= Leyla Alaton =

Turkish businesswoman and art collector

Leyla Alaton is a Turkish businesswoman and art collector, and a member of the board of the Alarko group of companies. She has held that position since 2008. She is also a Board Member of Alvimedica Medical Devices.

==Biography==
Alaton was born in Istanbul. She is the daughter of İshak Alaton, one of the founders of Alarko Holding, one of the largest business conglomerates in Turkey, listed on the Istanbul Stock Exchange. Her father died on September 11, 2016.

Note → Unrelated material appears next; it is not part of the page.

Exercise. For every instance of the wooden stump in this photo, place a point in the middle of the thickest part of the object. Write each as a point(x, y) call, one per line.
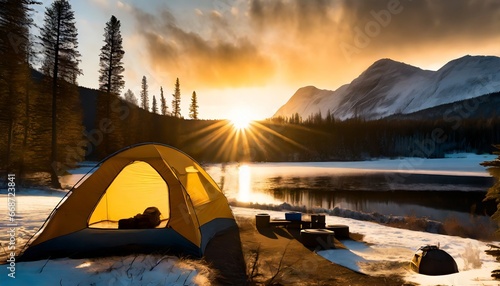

Alaton studied at Şişli Terakki Primary School, Sainte-Pulchérie French Secondary School and Notre Dame de Sion French High School in Istanbul. She also has a degree in business administration and management from Fairleigh Dickinson University, and completed a master's degree in social sciences at New York University.

Alaton started her entrepreneurial career by selling belts while in the United States. She is a founding member of Kadiger, the Turkish Association of Women Entrepreneurs. She is a popular speaker on women's rights issues and on the role of women in modern Turkey, as well as fostering social entrepreneurship.

In 1993, she was one of the first Leaders of the Future named at the Davos World Economic Forum. In 2014, she was made Chevalier of the French Légion d'honneur.

==Art==
Alaton collects contemporary art by artists from Turkey and abroad. She is a member of Contemporary Art Istanbul Consultative Committee and the Leadership Council of the New Museum in New York City.

==Honours==
- Chevalier (Knight) of the French Légion d'honneur (1994).